Hugh Jackman was nominated in the best musical actor category
Columnist Daniel Okrent branded the Tonys "artistically meaningless, blatantly commercial, shamefully exclusionary and culturally corrosive".
But Jed Bernstein, president of the League of American Theatres and Producers, said the claims were untrue.
"Any assertion that the Tonys are somehow a creature of the theatre owners is ridiculous," he said.
Mr Okrent said Tony eligibility is restricted to the biggest venues, which are largely controlled by a trio of theatre chains.

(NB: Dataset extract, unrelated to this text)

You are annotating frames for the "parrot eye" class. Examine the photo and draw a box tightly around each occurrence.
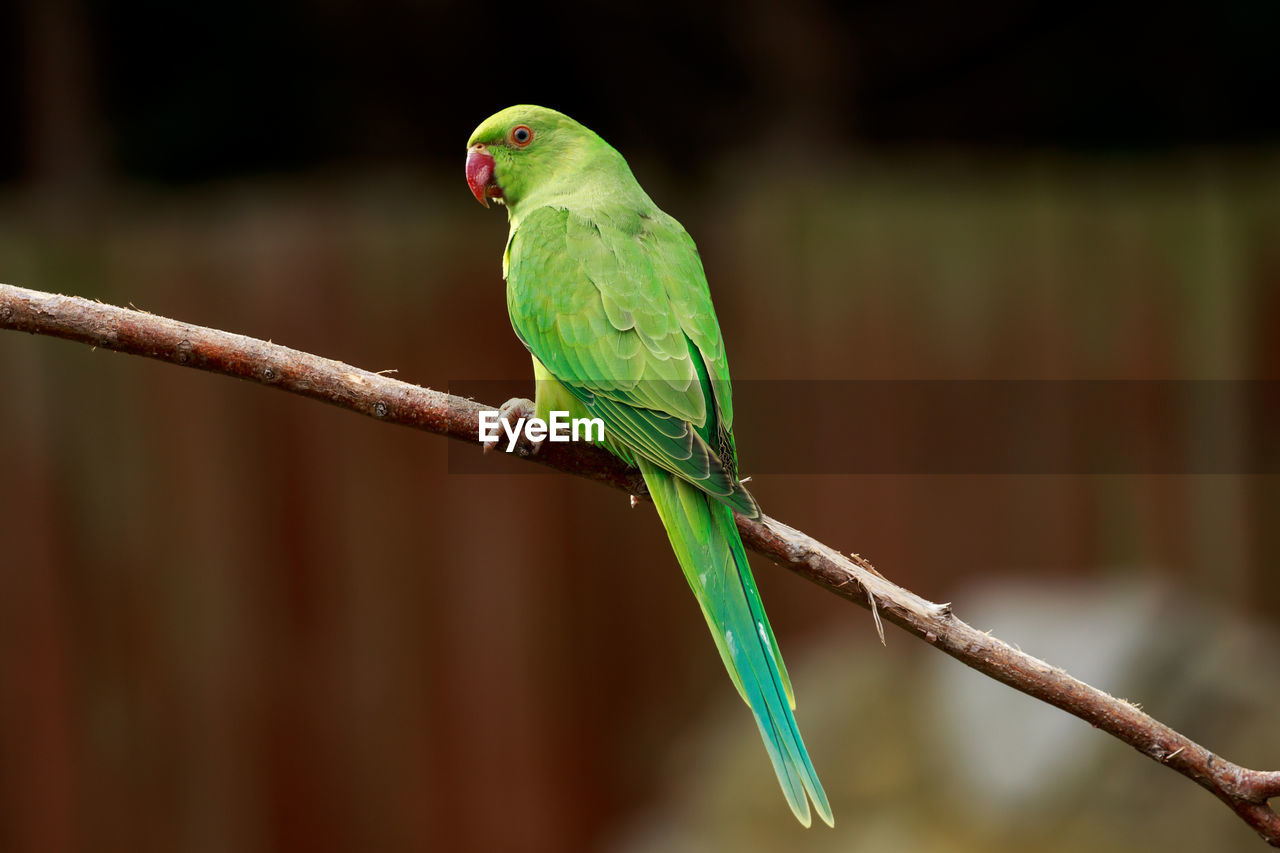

He went on to bemoan the lack of attention paid to smaller, more inventive stage productions.
Speaking at a reception for this year's Tony nominees, Mr Bernstein said he made no apology for the awards recognising the best on Broadway.
Scottish star Euan Morton was also nominated for his role in Taboo
"The Tonys have never pretended to be
anything but a Broadway award," he said.
"The best actress Tony Award is not for the best
performance of the year anywhere in American theatre - they give the best performance on Broadway. That's what the Tonys have always been," he said.
Wizard of Oz prequel Wicked, a musical about life on the Yellow Brick Road, won 10 Tony Award nominations earlier this week.
Other musicals picking up multiple nominations include Stephen Sondheim's Assassins and Fiddler on the Roof.
Hollywood star Hugh Jackman, nominated for The Boy From Oz, will host the theatrical awards on 6 June.